I am Claudine Gay, and I am your president.
I am excited to be here and to mark with you the first moments of your official membership in our community.
You’ve joined us from across the country and around the world. You’ve lived lives as varied as anyone could imagine, surmounted obstacles and reached goals, and defined part of who you are through intense focus, unceasing effort, and outstanding achievement.
And now you are here.
In this space, give yourselves permission to set aside thoughts of the past and designs on the future. Be present in this marvelous theatre. Take in every aspect of this experience. Let your joy and your pride win out.
Each of you deserves it.
Each of you has earned it.
Each of you belongs here.
You are going to make Harvard stronger and better by being who you are, by sharing your perspective, and by contributing to our mission. I know this because I have seen it myself. Year after year, as a faculty member, I witnessed extraordinary transformations in students, profound shifts in understanding and awareness across every dimension of being.
Others will speak today about some of those shifts. For my part, I want to share with you something I learned long ago that made transformation possible for me, something I hope each of you will remember as you set out on your Harvard journey.
Let me tell you a story about a monogram.
I was in 6th grade, and I had a good friend named Stacey. One day, Stacey came to school with a new backpack, and I noticed three letters embroidered on it: SEK. I asked her what they meant. They were, of course, the first letters of her first name, her middle name, and her last name. And she explained, proudly, that when she got older, instead of “Stacey,” she might use her middle name and become “Elizabeth,” or “Liz,” or “Betsy.” We thrilled at the possibilities; each name seemed like a gateway to a different world.
For the first time, I thought about my own name: Claudine Gay. I thought about it for the rest of the day, and my confusion and resentment grew as I contemplated the space between Claudine and Gay—the space where my parents had failed to give me a middle name. And I imagined all of the futures that were now out of reach as a consequence.
I was 11 years old, and I felt—suddenly and acutely—that I was insufficient. I was not happy with my parents.
When I confronted them that evening, demanding to know why I did not have a middle name, they explained that each of them had given me half of my name. My mother, Claudette, gave me Claudine. My father, Sony, gave me Gay. They were matter-of-fact in a way that parents can sometimes be, a way that anticipates and forestalls argument. But argue, I did. And when I complained that they had denied me the possibility of reinvention, their response was, “you are Claudine Gay.”
Then they offered this coda: “Your name is enough.”

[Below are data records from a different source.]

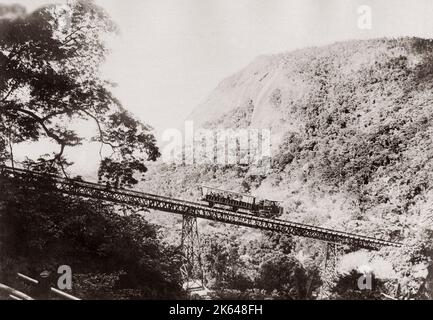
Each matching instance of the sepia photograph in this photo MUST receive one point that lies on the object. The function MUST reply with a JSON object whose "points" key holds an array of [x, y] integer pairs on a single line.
{"points": [[238, 152]]}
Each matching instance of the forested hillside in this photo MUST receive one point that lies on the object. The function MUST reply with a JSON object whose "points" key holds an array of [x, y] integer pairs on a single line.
{"points": [[352, 149]]}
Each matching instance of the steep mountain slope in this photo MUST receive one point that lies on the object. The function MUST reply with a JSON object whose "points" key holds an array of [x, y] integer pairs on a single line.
{"points": [[352, 148]]}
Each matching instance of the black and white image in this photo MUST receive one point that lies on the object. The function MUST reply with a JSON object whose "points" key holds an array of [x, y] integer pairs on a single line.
{"points": [[216, 150]]}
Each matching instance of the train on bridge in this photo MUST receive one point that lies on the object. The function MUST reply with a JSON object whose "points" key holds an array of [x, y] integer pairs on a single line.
{"points": [[240, 202]]}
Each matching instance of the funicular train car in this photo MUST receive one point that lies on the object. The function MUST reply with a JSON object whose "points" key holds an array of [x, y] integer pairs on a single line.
{"points": [[241, 202]]}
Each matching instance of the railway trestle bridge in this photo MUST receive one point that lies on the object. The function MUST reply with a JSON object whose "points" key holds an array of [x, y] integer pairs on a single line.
{"points": [[190, 211]]}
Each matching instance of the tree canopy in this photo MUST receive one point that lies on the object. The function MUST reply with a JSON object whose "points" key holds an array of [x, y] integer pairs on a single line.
{"points": [[50, 78]]}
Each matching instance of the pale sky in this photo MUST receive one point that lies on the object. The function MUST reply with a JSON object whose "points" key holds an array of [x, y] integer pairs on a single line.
{"points": [[172, 53]]}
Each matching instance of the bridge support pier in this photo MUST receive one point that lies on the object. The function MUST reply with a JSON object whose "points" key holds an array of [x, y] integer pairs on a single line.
{"points": [[329, 273], [192, 268]]}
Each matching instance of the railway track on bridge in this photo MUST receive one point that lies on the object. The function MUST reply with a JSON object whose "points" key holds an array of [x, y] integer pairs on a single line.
{"points": [[194, 209]]}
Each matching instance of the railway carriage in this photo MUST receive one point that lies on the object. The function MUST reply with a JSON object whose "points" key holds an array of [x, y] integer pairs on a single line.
{"points": [[241, 202]]}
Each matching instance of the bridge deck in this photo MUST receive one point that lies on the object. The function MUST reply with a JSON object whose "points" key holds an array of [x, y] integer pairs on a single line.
{"points": [[161, 203]]}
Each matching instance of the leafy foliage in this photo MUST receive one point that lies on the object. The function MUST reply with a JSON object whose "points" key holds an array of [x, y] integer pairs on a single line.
{"points": [[50, 79]]}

I turned those four words over in my mind, and they have stayed with me all these years, a powerful statement about my inheritance, my identity, and my capacity. Sometimes, even now, even as president, when I am pushing a pen across paper and signing my name, those four words surface in my mind.
Your name is enough.
At some point between now and your Commencement—probably at several points between now and your Commencement—you will feel insufficient. Despite knowing better, you will feel as if everyone around you knows exactly what is going on, as if everyone around you understands something you do not, sees something you do not.
When that happens, I hope you remember this story—and my parents’ wisdom.

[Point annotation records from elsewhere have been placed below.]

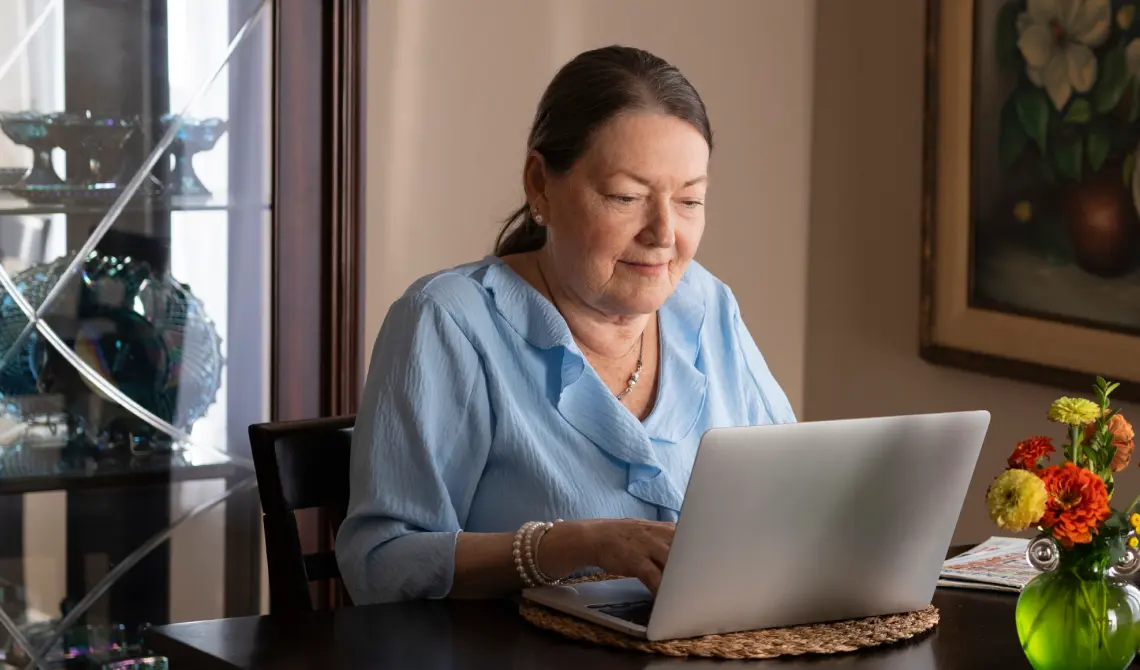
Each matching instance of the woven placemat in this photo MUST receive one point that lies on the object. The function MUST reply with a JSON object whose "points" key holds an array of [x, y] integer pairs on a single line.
{"points": [[815, 638]]}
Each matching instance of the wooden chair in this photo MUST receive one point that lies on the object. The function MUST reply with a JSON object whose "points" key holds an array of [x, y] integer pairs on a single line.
{"points": [[300, 465]]}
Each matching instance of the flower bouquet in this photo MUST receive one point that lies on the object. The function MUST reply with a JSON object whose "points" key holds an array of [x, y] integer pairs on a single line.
{"points": [[1080, 612]]}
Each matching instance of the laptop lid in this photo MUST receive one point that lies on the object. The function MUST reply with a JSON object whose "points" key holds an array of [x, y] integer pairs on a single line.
{"points": [[816, 521]]}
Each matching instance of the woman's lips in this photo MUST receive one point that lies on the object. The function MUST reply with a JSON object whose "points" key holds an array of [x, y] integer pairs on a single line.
{"points": [[646, 269]]}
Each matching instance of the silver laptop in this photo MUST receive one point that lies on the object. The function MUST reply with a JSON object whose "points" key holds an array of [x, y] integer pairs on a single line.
{"points": [[800, 523]]}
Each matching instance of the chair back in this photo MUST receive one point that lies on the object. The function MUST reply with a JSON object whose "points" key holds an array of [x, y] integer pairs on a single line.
{"points": [[300, 465]]}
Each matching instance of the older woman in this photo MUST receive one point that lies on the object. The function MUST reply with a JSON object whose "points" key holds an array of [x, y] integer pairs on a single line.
{"points": [[571, 375]]}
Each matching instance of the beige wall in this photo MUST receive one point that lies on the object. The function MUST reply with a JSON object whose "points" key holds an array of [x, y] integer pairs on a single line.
{"points": [[863, 278], [821, 107], [452, 89]]}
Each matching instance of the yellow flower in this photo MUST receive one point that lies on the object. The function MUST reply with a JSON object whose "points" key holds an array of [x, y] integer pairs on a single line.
{"points": [[1016, 499], [1023, 211], [1074, 411]]}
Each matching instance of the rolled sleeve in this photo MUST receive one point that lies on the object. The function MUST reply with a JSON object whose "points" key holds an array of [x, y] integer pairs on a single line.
{"points": [[420, 444]]}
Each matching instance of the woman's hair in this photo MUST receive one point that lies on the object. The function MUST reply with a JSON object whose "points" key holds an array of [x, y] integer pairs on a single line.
{"points": [[588, 91]]}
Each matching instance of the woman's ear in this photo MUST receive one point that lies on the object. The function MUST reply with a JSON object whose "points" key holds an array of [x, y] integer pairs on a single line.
{"points": [[535, 182]]}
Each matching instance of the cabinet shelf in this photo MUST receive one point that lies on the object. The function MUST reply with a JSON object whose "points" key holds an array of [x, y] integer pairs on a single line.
{"points": [[47, 468], [219, 202]]}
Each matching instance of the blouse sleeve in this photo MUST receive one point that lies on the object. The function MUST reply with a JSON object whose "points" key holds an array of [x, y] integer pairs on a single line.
{"points": [[418, 448], [771, 403]]}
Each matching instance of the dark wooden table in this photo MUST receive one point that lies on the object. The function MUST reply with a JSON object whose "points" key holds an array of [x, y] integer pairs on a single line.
{"points": [[976, 632]]}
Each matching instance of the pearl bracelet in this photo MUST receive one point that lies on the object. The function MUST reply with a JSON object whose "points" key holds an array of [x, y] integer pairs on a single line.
{"points": [[516, 550], [526, 553]]}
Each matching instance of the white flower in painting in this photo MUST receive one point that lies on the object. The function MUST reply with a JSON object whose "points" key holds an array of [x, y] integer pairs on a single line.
{"points": [[1057, 39]]}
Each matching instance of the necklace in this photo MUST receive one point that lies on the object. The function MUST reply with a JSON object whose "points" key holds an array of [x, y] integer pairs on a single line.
{"points": [[641, 346]]}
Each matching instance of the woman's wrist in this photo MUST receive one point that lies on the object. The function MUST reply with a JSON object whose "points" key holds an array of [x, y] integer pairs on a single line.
{"points": [[563, 549]]}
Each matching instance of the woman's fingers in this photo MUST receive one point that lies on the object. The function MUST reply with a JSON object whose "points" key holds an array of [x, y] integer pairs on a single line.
{"points": [[649, 574]]}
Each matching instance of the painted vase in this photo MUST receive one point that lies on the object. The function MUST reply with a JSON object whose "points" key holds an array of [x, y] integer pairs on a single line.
{"points": [[1102, 222], [1080, 612]]}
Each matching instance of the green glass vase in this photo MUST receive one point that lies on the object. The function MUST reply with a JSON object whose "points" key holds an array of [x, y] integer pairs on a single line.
{"points": [[1079, 614]]}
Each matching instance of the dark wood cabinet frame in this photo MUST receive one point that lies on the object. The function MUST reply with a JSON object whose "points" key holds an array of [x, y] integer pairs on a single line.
{"points": [[317, 245]]}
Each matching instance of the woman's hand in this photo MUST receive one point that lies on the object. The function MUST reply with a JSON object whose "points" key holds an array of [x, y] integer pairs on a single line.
{"points": [[626, 547]]}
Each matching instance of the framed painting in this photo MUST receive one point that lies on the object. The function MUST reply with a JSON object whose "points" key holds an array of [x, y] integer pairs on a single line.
{"points": [[1031, 245]]}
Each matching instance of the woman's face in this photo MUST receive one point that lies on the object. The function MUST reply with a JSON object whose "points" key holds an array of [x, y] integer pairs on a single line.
{"points": [[627, 218]]}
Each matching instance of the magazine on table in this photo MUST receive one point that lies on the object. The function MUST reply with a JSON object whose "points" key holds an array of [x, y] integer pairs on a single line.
{"points": [[996, 564]]}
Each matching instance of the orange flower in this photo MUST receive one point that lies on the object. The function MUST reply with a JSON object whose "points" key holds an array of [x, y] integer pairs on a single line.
{"points": [[1029, 451], [1077, 503], [1122, 439]]}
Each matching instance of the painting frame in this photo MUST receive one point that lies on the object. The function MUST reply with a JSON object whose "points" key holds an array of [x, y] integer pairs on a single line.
{"points": [[953, 333]]}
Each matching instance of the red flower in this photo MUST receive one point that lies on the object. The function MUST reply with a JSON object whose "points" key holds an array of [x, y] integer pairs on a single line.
{"points": [[1029, 451], [1077, 503]]}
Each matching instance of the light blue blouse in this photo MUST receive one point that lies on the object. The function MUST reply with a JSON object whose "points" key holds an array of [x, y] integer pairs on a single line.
{"points": [[480, 414]]}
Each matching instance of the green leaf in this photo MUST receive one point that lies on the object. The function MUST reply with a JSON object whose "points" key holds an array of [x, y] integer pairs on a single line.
{"points": [[1098, 144], [1006, 34], [1032, 106], [1080, 112], [1067, 158], [1112, 80], [1011, 138]]}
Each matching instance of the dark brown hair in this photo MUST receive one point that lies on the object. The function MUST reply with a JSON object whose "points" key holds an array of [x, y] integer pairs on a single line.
{"points": [[583, 96]]}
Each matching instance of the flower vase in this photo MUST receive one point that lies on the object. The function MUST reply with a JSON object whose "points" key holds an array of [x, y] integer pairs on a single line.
{"points": [[1080, 612]]}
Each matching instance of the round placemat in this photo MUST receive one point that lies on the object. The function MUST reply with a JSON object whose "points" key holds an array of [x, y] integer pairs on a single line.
{"points": [[815, 638]]}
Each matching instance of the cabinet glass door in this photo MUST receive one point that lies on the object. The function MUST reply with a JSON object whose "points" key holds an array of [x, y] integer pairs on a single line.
{"points": [[135, 320]]}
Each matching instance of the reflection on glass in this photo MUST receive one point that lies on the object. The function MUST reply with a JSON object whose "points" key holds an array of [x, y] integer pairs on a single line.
{"points": [[145, 367]]}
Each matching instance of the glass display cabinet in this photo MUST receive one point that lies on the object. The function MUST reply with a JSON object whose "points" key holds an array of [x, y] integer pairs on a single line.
{"points": [[179, 229]]}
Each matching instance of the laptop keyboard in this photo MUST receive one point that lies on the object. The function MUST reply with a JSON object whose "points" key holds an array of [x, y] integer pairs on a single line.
{"points": [[636, 612]]}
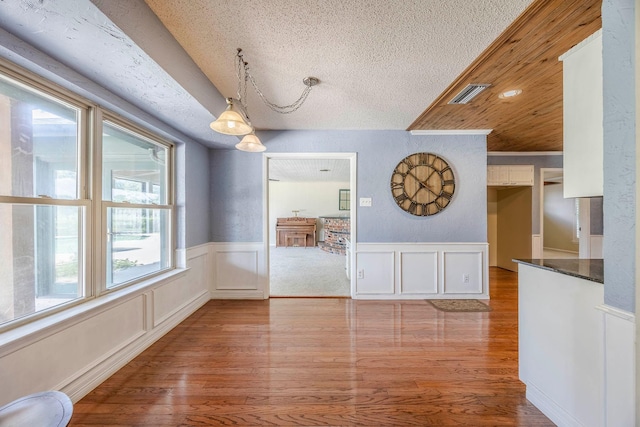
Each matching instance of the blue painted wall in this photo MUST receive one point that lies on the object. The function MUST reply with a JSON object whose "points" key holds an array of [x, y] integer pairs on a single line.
{"points": [[236, 185], [191, 158], [196, 194], [619, 201]]}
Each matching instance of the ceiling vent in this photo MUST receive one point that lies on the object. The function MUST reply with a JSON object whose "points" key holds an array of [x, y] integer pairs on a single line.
{"points": [[468, 93]]}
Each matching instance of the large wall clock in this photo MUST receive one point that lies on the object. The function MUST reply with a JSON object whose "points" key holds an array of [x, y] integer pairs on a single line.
{"points": [[423, 184]]}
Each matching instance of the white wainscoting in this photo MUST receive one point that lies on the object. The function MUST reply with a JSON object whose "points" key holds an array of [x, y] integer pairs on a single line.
{"points": [[619, 356], [596, 244], [422, 270], [77, 349], [238, 271]]}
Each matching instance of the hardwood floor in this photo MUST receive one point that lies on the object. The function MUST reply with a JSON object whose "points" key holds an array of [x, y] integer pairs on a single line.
{"points": [[333, 362]]}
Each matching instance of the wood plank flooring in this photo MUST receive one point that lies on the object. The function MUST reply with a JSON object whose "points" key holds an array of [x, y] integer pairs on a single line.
{"points": [[329, 361]]}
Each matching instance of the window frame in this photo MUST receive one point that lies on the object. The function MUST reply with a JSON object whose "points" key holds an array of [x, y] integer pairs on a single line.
{"points": [[92, 222], [100, 214]]}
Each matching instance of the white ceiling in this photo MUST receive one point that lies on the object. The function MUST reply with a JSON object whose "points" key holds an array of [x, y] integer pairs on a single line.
{"points": [[324, 170], [381, 63]]}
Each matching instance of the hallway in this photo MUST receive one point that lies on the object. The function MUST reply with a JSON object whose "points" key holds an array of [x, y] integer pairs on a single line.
{"points": [[293, 361]]}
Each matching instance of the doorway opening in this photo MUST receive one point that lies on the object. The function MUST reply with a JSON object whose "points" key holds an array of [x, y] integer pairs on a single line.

You have been given a name, but—from this day forward—you will make a name for yourself. And we are here to help.
Who can you be? Who will you be? These are questions that you will consider alongside your classmates; in conversation with faculty, proctors, tutors, and deans; and in connection to your own learning and scholarship. Take notice of work that energizes and fulfills you. Take notice of your joy and your satisfaction. Take nothing for granted. Be willing to reconsider assumptions for the sake of your present happiness and future contentment.
I am excited to learn your names, to understand your aspirations, and to see how you make the College—how you make the University—stronger and better. Welcome to our community. We are so glad you are here.